CLINICAL REVIEW SECTION – Helicobacter pylori and gastric diseases
Blaser, M.J. Division of Infectious Diseases, University School of Medicine, Nashville, TN, USA. BMJ, 316(7143): 1507-1510, 16 May 1998.
Helicobacter pylori is part of a large family of related bacteria. Its strains are enormously diverse and are likely to have existed for many thousands of years. They can be regarded as normal flora, which are acquired during childhood. However, colonization rates of Helicobacter pylori seem to be decreasing, which may reflect environmental circumstances, e.g. better living conditions.

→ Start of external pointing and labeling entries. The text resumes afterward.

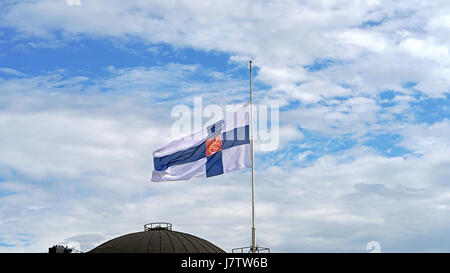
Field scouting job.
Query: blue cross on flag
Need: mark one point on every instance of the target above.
(220, 148)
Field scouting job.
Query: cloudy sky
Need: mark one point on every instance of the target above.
(87, 87)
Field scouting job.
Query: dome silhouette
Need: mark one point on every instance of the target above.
(157, 238)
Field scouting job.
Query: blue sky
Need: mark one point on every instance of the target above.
(363, 89)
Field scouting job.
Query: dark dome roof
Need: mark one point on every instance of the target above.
(157, 240)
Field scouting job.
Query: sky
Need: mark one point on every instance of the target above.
(87, 88)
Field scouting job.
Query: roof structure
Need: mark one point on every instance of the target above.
(157, 238)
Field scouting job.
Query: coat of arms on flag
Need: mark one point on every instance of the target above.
(220, 148)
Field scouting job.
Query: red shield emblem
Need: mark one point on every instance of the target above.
(213, 145)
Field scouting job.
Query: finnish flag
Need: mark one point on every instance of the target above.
(220, 148)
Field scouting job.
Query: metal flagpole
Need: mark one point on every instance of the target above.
(253, 160)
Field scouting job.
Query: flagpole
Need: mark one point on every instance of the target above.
(253, 160)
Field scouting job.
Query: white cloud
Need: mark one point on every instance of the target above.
(83, 159)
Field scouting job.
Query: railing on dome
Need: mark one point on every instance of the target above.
(158, 225)
(248, 249)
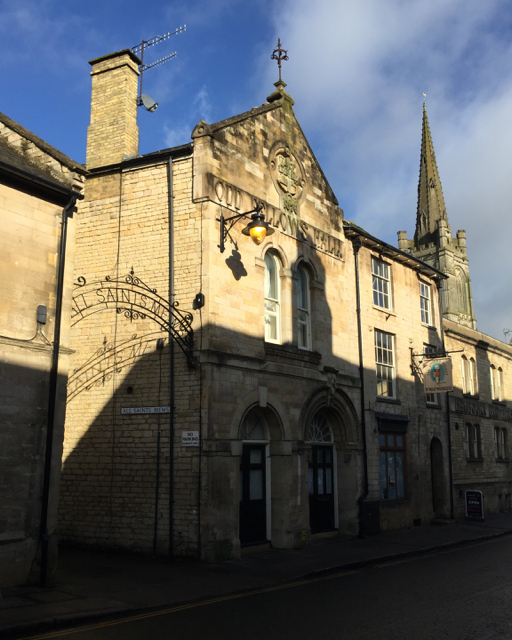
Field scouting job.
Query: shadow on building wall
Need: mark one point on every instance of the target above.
(293, 405)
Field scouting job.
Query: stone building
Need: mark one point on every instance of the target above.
(480, 413)
(38, 189)
(288, 402)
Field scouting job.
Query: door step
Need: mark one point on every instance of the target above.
(442, 521)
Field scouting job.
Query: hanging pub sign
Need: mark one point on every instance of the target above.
(437, 375)
(190, 438)
(475, 505)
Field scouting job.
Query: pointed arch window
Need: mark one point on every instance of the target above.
(469, 376)
(254, 426)
(303, 309)
(320, 430)
(496, 383)
(462, 294)
(272, 299)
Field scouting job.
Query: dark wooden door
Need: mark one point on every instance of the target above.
(253, 507)
(321, 489)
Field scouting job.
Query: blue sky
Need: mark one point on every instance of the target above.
(357, 72)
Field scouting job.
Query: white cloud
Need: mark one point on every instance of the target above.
(357, 72)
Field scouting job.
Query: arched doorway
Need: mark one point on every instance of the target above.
(321, 473)
(438, 479)
(254, 520)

Carriers of Helicobacter pylori have a 3-10-fold risk of developing a peptic ulcer and a similar risk of developing adenocarcinoma of the antrum and body of the stomach. Carriers also have an increased risk of developing non-Hodgkin’s lymphomas of the stomach.
Non-ulcer dyspepsia occurs as often in Helicobacter pylori carriers as non carriers. It is likely that for some carriers of Helicobacter pylori, treatment may be effective but, as yet, a firm relationship has not been established. Hence indiscriminate treatment of non-ulcer dyspepsia is likely to produce mixed results.
As Helicobacter pylori colonization declines, so does ulcer disease and the associated gastric adenocarcinoma. However, in Western countries, this decline is associated with an increase in oesophageal reflux and adenocarcinoma of the distal oesophagus. A protective effect of Helicobacter pylori against these diseases has been proposed. Hence some have argued against the widespread elimination of all types of Helicobacter pylori, particularly in asymptomatic individuals. It is suggested that asymptomatic individuals should be left untreated unless they have a first-degree relative with gastric cancer.
Commentary: Helicobacfer pylori – the story so far.
Thomson, M. Department of Paediatric Gastroenterology, Royal Free Hospital, London, UK. BMJ, 319(7209): 537-541, 28 Aug. 1999.
Helicobacter pylori is the main cause of gastritis, responsible for 80% of gastric and 95% of duodenal ulcers.
Helicobacter pylori is also implicated in the pathogenesis of gastric adenocarcinoma and mucosa-associated lymphoid tissue lymphoma.
Infection is now accepted to occur in childhood, most rapidly under 5 years of age.
Low socioeconomic status and overcrowding are associated with a higher prevalence.
The probable route of transmission is via intra-familial faeco-oral or oro-oral contamination.
Helicobacter pylori‘s antibiotic resistance is an increasing problem.
Helicobacter pylori has a high genetic variability. Some strains are more pathogenic than others.
Vaccination research remains active. So far, the mucosal routes of vaccination have not produced a serological response.
Helicobacfer pylori and childhood recurrent abdominal pain: community based case-control study.
Macarthur, C, Sounders, N., Feldman, W. et al. Department of Paediatrics, Hospital for Sick Children, Toronto, Ont., Canada. BMJ, 319(7213): 822-823, 25 Sept. 1999.
The 100 ‘cases’ were 5-15-year-old children presenting with at least three episodes of abdominal pain of sufficient severity to interrupt normal activities. The 100 ‘controls’ were children attending for routine check-up or vaccinations to six primary care paediatricians in Toronto.
Children with recurrent abdominal pain were more likely to be girls, to have symptoms of chronic headache or limb pain, and to have more frequent school absences.
With both serology and breath testing, there was no evidence to suggest an association between recurrent abdominal pain and Helicobacter pylori infection.